Le projet de loi C-10, qui fait l'objet d'un examen d'un comité des Communes, prévoit l'imposition d'une peine de six mois de prison pour quiconque cultive entre six et 200 plants de marijuana. Les périodes minimales augmentent à coup de deux ans pour des quantités supérieures, et sont encore plus sévères en cas d'utilisation de locaux loués.

Le ministère de la Justice a examiné différentes affaires impliquant des exploitations à l'intérieur d'habitations en Colombie-Britannique, Alberta et Ontario entre 1997 et 2005. Cette étude a été qualifiée d'unique en raison de son caractère multi-juridictionnel et des dossiers criminels provenant des bases de données des policiers. Les cas ont été sélectionnés au hasard parmi l'ensemble des poursuites de cette nature déposées au cours de la période de huit ans.

Entre autres conclusions, les chercheurs ont souligné qu'une poignée seulement des 415 personnes condamnées pour un tel crime avaient véritablement été envoyées en prison.

Amende

L'étude, complétée le 30 mars dernier, souligne que la sentence la plus fréquente dans ces cas était l'imposition d'une amende (39 pour cent), suivie d'un emprisonnement avec sursis (35 pour cent) et d'une incarcération (16 pour cent).

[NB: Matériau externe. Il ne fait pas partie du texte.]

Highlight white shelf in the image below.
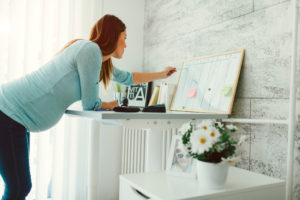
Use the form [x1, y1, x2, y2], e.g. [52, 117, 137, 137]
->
[120, 167, 285, 200]
[65, 109, 228, 120]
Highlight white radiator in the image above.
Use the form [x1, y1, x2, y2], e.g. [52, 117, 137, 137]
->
[121, 127, 177, 174]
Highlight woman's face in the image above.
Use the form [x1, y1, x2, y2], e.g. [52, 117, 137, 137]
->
[112, 30, 127, 58]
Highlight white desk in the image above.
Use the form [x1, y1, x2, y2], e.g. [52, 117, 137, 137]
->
[65, 109, 228, 120]
[120, 167, 285, 200]
[66, 109, 285, 200]
[65, 108, 228, 172]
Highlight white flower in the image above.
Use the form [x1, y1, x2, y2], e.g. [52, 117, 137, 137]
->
[190, 130, 213, 154]
[207, 127, 221, 143]
[216, 122, 224, 128]
[214, 144, 225, 152]
[238, 135, 246, 146]
[226, 124, 237, 131]
[196, 120, 213, 131]
[222, 157, 240, 164]
[178, 122, 191, 135]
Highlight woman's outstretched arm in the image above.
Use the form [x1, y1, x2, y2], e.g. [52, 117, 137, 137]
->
[132, 67, 176, 84]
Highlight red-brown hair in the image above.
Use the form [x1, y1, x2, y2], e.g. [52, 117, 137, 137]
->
[58, 15, 126, 89]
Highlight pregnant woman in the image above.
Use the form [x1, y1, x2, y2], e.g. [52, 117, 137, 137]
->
[0, 15, 176, 200]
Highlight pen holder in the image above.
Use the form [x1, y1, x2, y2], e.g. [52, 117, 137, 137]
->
[114, 92, 121, 105]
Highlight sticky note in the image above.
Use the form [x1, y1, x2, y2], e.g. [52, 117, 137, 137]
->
[221, 85, 232, 96]
[188, 88, 197, 98]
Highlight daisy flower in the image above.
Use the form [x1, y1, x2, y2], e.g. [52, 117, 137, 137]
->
[226, 124, 237, 131]
[206, 127, 221, 142]
[196, 120, 213, 131]
[178, 122, 191, 135]
[215, 122, 224, 128]
[214, 144, 225, 152]
[190, 130, 213, 154]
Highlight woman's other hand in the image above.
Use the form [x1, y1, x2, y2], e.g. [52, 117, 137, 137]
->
[101, 101, 119, 110]
[162, 66, 177, 78]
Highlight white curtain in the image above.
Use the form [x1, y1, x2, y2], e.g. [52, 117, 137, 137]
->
[0, 0, 103, 200]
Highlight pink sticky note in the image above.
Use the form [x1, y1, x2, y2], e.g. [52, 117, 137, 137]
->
[188, 88, 197, 98]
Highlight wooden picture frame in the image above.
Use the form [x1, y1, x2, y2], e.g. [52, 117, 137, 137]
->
[170, 49, 245, 115]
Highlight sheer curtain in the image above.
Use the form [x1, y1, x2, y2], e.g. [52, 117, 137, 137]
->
[0, 0, 103, 200]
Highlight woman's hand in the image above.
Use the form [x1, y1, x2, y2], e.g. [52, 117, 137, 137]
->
[162, 66, 177, 78]
[101, 101, 119, 110]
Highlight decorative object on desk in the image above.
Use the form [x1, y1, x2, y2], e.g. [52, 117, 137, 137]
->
[143, 104, 166, 113]
[166, 135, 196, 178]
[179, 120, 245, 189]
[170, 49, 245, 115]
[157, 81, 175, 110]
[114, 83, 122, 105]
[148, 85, 160, 106]
[127, 82, 152, 107]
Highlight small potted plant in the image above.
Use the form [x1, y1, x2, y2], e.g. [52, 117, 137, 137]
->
[179, 120, 245, 189]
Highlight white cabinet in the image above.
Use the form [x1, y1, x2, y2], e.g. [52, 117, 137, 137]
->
[120, 167, 285, 200]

Le document mentionne également que dans neuf cas sur dix, la condamnation était le résultat d'un plaidoyer de culpabilité et non d'une décision de la Cour.

Les détracteurs de la clause sur les peines minimales ont argué que les accusés auraient davantage tendance à s'opposer aux accusations de culture de marijuana et autres en cour si la peine d'emprisonnement devient un impératif. Une telle réaction risquerait d'embourber encore davantage le système de justice canadien, déjà surchargé.

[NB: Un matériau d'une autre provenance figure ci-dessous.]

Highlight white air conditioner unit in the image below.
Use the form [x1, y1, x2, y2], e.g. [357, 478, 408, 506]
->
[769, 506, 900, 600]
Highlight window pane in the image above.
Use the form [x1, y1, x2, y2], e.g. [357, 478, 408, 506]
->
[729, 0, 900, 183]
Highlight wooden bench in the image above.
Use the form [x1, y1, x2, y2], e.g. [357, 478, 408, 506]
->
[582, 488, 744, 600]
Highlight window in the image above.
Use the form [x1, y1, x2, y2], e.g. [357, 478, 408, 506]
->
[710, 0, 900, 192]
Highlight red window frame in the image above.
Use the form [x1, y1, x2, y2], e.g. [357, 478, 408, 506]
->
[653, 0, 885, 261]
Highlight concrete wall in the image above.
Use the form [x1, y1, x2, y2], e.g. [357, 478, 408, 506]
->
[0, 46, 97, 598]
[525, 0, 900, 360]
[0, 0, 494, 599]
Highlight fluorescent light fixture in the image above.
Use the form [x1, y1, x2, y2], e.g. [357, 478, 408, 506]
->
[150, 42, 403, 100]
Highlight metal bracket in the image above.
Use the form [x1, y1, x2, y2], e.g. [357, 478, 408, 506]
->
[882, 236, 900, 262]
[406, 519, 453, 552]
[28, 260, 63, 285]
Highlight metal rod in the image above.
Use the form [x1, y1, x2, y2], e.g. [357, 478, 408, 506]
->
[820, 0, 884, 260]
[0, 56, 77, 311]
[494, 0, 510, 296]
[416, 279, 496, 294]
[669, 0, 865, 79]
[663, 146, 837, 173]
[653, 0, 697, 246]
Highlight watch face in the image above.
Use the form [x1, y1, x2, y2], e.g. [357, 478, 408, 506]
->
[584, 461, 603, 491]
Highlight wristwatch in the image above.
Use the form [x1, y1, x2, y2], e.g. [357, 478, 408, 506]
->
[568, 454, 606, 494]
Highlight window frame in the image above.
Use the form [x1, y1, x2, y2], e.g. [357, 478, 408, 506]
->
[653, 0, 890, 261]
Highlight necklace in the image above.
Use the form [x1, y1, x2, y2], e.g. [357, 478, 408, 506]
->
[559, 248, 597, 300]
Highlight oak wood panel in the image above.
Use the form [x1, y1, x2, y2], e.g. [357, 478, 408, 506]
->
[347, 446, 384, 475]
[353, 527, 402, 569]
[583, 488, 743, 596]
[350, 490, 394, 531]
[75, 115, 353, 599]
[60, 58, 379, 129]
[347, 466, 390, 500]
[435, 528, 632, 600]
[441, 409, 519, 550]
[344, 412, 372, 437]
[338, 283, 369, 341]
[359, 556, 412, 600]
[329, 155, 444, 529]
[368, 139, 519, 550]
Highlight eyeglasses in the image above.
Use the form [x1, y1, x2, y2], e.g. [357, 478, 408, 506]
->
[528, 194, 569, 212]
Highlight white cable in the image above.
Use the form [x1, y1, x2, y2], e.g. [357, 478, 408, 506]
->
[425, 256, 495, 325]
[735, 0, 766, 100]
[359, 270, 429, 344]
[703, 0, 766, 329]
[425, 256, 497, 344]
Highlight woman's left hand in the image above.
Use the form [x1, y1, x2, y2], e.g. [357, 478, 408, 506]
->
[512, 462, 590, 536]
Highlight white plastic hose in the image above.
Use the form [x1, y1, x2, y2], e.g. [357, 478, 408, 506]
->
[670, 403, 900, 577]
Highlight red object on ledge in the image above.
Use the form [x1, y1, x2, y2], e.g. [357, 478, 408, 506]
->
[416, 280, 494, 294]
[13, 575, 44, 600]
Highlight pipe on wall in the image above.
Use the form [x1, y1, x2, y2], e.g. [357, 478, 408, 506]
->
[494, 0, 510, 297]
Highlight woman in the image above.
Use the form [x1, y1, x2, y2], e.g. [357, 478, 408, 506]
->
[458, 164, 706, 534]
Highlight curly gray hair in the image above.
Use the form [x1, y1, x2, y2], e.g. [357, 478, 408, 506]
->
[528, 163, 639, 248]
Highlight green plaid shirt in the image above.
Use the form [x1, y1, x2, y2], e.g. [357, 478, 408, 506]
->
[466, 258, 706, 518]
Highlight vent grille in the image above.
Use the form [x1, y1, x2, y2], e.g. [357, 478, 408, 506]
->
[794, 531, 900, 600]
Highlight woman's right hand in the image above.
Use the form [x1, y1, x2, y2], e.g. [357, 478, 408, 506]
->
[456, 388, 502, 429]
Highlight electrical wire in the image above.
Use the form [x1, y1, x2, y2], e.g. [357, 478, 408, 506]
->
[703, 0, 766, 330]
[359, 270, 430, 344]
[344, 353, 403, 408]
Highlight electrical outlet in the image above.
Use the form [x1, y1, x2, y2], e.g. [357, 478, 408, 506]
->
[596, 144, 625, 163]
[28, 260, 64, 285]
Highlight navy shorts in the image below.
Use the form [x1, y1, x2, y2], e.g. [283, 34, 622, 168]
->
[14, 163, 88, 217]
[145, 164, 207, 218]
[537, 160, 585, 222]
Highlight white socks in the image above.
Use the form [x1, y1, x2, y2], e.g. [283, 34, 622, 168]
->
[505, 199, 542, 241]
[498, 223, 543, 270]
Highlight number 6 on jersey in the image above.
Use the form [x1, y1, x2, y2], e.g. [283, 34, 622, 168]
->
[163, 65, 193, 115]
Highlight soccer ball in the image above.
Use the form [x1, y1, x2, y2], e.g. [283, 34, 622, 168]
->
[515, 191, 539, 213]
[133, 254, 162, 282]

L'étude indique aussi que le nombre d'individus envoyés en prison pourrait être multiplié par cinq dans le cadre d'un régime prévoyant des peines minimales, qui priverait par ailleurs le juge de son pouvoir discrétionnaire.

Certains experts légaux ont de leur côté affirmé que la discrétion serait simplement transférée aux procureurs de la Couronne, qui déterminent la nature des accusations portées, ce qui pourrait éviter l'arrivée massive de cultivateurs de marijuana dans les prisons.

La Presse Canadienne a obtenu copie de cette étude en vertu de la Loi d'accès à l'information.

Une porte-parole du ministère de la Justice a toutefois précisé que ce document n'était pas lié au projet de loi omnibus sur la criminalité, qui était au coeur de la plateforme électorale du Parti conservateur aux élections fédérales du 2 mai.

Carole Saindon a écrit dans un courriel que l'étude avait été menée dans le cadre d'une série de rapports sur la législation des substances illicites, et non pas à titre informatif pour le débat sur le projet de loi C-10.